Она сказала это так просто, без обидняков, что Вязенцеву захотелось, как можно скорее испариться.
- Но, удивительно, мне так серьезно нравится еще и Жан-Клод Ван-Дамм!
- Издеваешься, Сомова? – вскипел Вязенцев.
- Я взаправду! – захлебнулась хохотом Элка. – И Максимус еще очень нравится!
- Какой Максимус? – оторопел Вязенцев.
- Гладиатор.
- Вот дура!
Вязенцев вскочил, скинул тапки и полетел в прихожую.
Элка спокойно вышла вслед за ним.
- Прости, не знала, что тебе мои приоритеты могут так сильно не понравиться, - давясь смехом, сообщила она.
- Я всегда знал, что ты – «фьють»! - буркнул Вязенцев, напяливая ветровку.
Он хотел было уже выскочить в вожделенный коридор, как вдруг остановился и вопросительно обернулся к Элке.
- Да нравишься ты ей, нравишься, - отмахнулась она.
Она даже слегка зевнула, вроде скучно банальности вслух говорить.
- А тебе, Сомова, что больше всего в мужчинах нравится?
У Вязенцева это вылетело непроизвольно.
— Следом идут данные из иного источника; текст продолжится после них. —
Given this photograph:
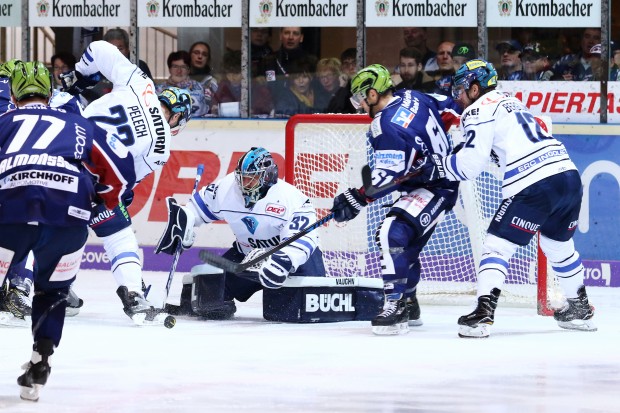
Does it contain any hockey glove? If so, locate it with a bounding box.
[332,188,368,222]
[60,70,101,96]
[258,251,293,289]
[155,196,196,255]
[410,153,446,184]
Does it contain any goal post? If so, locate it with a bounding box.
[285,114,561,315]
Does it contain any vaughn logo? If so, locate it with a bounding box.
[306,294,355,313]
[37,0,121,17]
[498,0,599,17]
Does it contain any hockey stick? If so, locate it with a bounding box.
[162,164,205,302]
[200,212,334,274]
[362,165,422,198]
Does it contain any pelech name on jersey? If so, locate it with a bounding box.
[149,107,166,155]
[0,153,79,173]
[127,105,149,139]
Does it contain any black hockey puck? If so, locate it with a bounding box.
[164,315,177,328]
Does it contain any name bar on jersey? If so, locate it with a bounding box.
[366,0,478,27]
[28,0,131,27]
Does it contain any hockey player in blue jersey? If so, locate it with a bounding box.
[0,62,135,401]
[332,64,460,335]
[414,59,596,337]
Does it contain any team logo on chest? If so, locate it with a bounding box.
[241,217,258,234]
[392,107,415,128]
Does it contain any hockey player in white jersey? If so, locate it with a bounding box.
[156,147,325,319]
[62,41,192,324]
[415,59,596,337]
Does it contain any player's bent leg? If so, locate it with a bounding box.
[540,235,597,331]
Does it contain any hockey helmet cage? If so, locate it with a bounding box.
[157,86,192,136]
[11,61,52,102]
[351,64,394,106]
[235,147,278,208]
[0,59,21,78]
[452,59,497,99]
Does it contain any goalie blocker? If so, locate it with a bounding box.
[186,264,384,323]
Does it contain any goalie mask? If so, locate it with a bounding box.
[157,86,192,136]
[235,147,278,208]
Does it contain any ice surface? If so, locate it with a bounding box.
[0,271,620,413]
Он, конечно, вновь пожелал тотчас же скрыться, но Элка уже начала свое повествование о мужских достоинствах.
- Мускулы! Да. Максимус – вон какой красавец! Видишь ли, нас, женщин, привлекает то, чего нам не хватает. Значит, физическая сила – раз! Уверенность в себе – два. Умение принимать решение – три.
- А одежда?
Вязенцев вопрошал и сам себя не узнавал. Он, прямо как девка красная, распинается! Но любопытство взяло верх. Тем более, Элка была как никогда честна и логична.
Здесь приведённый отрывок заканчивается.